Attachment: DSC_1878.JPG added

comment:1 by pulkomandy, 3 months ago

Description: modified (diff)

comment:2 by waddlesplash, 3 months ago

#13927 which was fixed in January may be somehow relevant here?

comment:3 by pulkomandy, 3 months ago

I don't see anything too suspicious in it. In this case, the socket is deleted while still in the hash map. Which raises the question of when a socket is deleted, I'd expect this to happen shortly after the application close()s it (there is no other call after close to free the memory), maybe after some TCP cleanup or something. So, is it safe to reuse a socket as 13927 now allows?

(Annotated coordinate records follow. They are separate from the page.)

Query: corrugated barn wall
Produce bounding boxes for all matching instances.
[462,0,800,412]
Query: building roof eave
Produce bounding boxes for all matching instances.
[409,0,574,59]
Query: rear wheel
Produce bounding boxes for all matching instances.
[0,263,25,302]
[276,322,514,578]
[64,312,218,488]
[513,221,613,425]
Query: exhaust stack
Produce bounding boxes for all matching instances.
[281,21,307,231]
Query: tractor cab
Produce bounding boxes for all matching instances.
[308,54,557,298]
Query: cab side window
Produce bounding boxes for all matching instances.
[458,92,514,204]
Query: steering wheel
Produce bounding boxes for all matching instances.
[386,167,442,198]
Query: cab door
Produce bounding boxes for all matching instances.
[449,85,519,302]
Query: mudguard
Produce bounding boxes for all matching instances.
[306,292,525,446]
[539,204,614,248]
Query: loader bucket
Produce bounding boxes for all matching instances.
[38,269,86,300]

Or do we end up operating on a freed socket?

I didn't investigate the openssl tests, it would be nice to know at least which test is failing so we can see what it's doing.

comment:4 by ambroff, 3 months ago

This might indeed be the same kind of bug as #13927. I'm not at my computer now but I can try to reproduce this and investigate this afternoon.

comment:5 by ambroff, 3 months ago

Yup I can reproduce this pretty easily. It doesn't happen 100% of the time for me but it is often enough that I can trigger it after a few tries.

The output of the test suite isn't exactly the same every time the KDL happens, but it seems to be happening when the test/recipes/70-* tests are running. I added some tracing and got some better output but I need to spend some more time analyzing it to fully understand what is going on.

I'll try to see if I can figure out which exact test is triggering this while I read through the code some more.

by ambroff, 3 months ago

Attachment: net_socket-trace.log added

syslog with tracing enabled in src/add-ons/kernel/network/stack/net_socket.cpp

comment:6 by ambroff, 3 months ago

Owner: changed from axeld to ambroff
Status: newin-progress

comment:7 by ambroff, 3 months ago

I've made a little progress on this today.

I don't yet have a minimal repro in the form of a regression test, but this triggers the problem often enough for me (from the test/recipes directory of the openssl build directory).

HARNESS_VERBOSE=1 TOP=$(pwd)/../.. perl -I$(pwd)/../../util/perl 70-test_key_share.t

The scenario that causes the panic is that the remote endpoint is sending an RST/ACK, acknowledging a segment and signaling that the connection should be closed.

  source port: 42302
  dest port: 43335
  sequence: 4264473
  ack: 4263475
  flags: RST ACK 
  window: 65535
  urgent offset: 0
buffer 0xffffffff92057728, size 0, flags 0, stored header 0, interface address 0xffffffff821373e8
  source: 127.0.0.1:42302
  destination: 127.0.0.1:43335

This is handled by tcp_receive_data(net_buffer*), which looks up the TCPEndpoint for this TCP session and calls TCPEndpoint::SegmentReceive(), and then calls release_socket() on the socket to drop its reference count.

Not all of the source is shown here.